Stupid Paypal Tricks

| 3 Comments

Some guy named John Richmond, apparently of Milford, Michigan, hacked the HTML form on the Paypal payment page for my Jude software, so that he could send me a payment of two cents instead of the $48 that I actually charge for the software. I validate the payment amount on the server side, of course, so my scripts never sent him a software license. Paypal took the two cents as a transation fee, I got nothing, and Mr. Richmond was, one assumes, two cents wiser.
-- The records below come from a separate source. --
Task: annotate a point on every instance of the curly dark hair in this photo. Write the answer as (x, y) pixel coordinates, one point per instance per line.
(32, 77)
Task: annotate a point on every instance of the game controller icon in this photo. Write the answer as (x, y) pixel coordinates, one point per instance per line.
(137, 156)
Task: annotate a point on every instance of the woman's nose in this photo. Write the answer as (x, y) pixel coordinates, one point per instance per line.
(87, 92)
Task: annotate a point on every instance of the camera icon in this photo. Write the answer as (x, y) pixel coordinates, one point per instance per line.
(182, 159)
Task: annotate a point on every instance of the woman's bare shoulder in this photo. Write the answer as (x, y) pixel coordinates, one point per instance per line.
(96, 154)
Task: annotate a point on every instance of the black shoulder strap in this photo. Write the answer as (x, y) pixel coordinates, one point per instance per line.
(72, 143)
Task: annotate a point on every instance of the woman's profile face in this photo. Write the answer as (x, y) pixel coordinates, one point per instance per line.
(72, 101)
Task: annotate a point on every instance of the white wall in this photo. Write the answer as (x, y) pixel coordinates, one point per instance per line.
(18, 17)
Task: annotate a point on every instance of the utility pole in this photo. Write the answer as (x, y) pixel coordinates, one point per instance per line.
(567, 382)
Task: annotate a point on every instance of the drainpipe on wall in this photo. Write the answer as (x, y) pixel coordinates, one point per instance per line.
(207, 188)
But no, he had the gall to initiate a Paypal dispute demanding that I send him a license or refund his two cents. As part of the dispute process he wrote "I paid what the software was worth". He doesn't like my software so he uses the Paypal to send an insult and then uses the dispute process to yank my chain!

What a jerk!

In addition to griping, the point of this post, I guess, is to get something into Google, so that anyone considering doing business with John Richmond can find out about his jerkiness. Richmond uses the domain name clientsg.com, which is owned by his defunct Michigan corporation "Client Services Group, Inc.". Google shows listings for "Salepoint Inc." at the same address and phone number as "Client Services Group". Salepoint is not a Michigan corporation. Perhaps Richmond consults for salepoint.com, or perhaps he just uses that name for some other business.

Update: Paypal sent the guy his two cents back. So I guess the paypal user agreement allows strangers to send you money for no reason and then demand that you send it back.
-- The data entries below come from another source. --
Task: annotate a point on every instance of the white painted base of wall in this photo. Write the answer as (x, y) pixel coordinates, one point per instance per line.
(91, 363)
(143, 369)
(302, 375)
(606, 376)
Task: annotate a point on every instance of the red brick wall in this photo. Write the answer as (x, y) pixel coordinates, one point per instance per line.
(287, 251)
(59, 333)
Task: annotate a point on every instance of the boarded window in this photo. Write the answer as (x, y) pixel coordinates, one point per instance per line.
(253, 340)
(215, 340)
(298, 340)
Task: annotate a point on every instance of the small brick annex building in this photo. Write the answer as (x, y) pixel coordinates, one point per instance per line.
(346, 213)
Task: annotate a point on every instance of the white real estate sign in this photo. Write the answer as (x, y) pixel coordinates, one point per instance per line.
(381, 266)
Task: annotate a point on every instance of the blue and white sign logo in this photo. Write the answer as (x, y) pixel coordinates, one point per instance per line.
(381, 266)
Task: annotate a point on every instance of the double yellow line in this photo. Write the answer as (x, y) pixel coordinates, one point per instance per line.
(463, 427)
Update 2: I'm getting tired of updating this post, but since I've been bashing Mr. Richmond, I should acknowledge a useful and unintentionally funny response I finally got from him. He writes:

Paypal allows you to use encrypted data in your HTML to accept payments.

You need to do this.

Contact paypal for the information on how to send your data as an encrypted block via a web page to paypal so idiots viewing the source code cant see it and modify it.
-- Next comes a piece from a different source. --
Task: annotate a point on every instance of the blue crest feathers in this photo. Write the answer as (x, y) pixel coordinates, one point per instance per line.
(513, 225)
At least you check the payment amount. You would be amazed at how many sites there are out there that are automated and simply send out the licence when any payment amount is received.

The useful part: the info about encryption. Though since this is the only person who has attempted this in three years, I don't think I'll run out and patch my scripts now. The funny part: he acknowledges that he's an "idiot" :-)

Also, the timing of the comment from "me" strongly suggests that it is from Mr. Richmond himself. He seems to call himself "jobu", and he acknowledges that he exploits the weaknesses in sites Paypal scripts.

3 Comments

It would be sweet if PayPal could or would effectively spank him for this in some way. I guess it probably won't happen, even though he was foolish enough to initiate a dispute in which he hacked a PayPal form. Still, that would be nice.

HAHAHA.

Everyone should do it to you!

Dont you know paypal allows you to use encrypted keys when accepting payment so nobody can just use your account info and do this?

Get on the ball!

Mr John Richmond is an utter clown, not only does he have no life needing to run around the net trying to exploit a couple of dollars worth of scripts... He can't afford to loose 2 cents.

Buddy, if you're in this predicament i'd look for a new career because when the loss of 2 cents becomes a tragedy you don't have much going for you.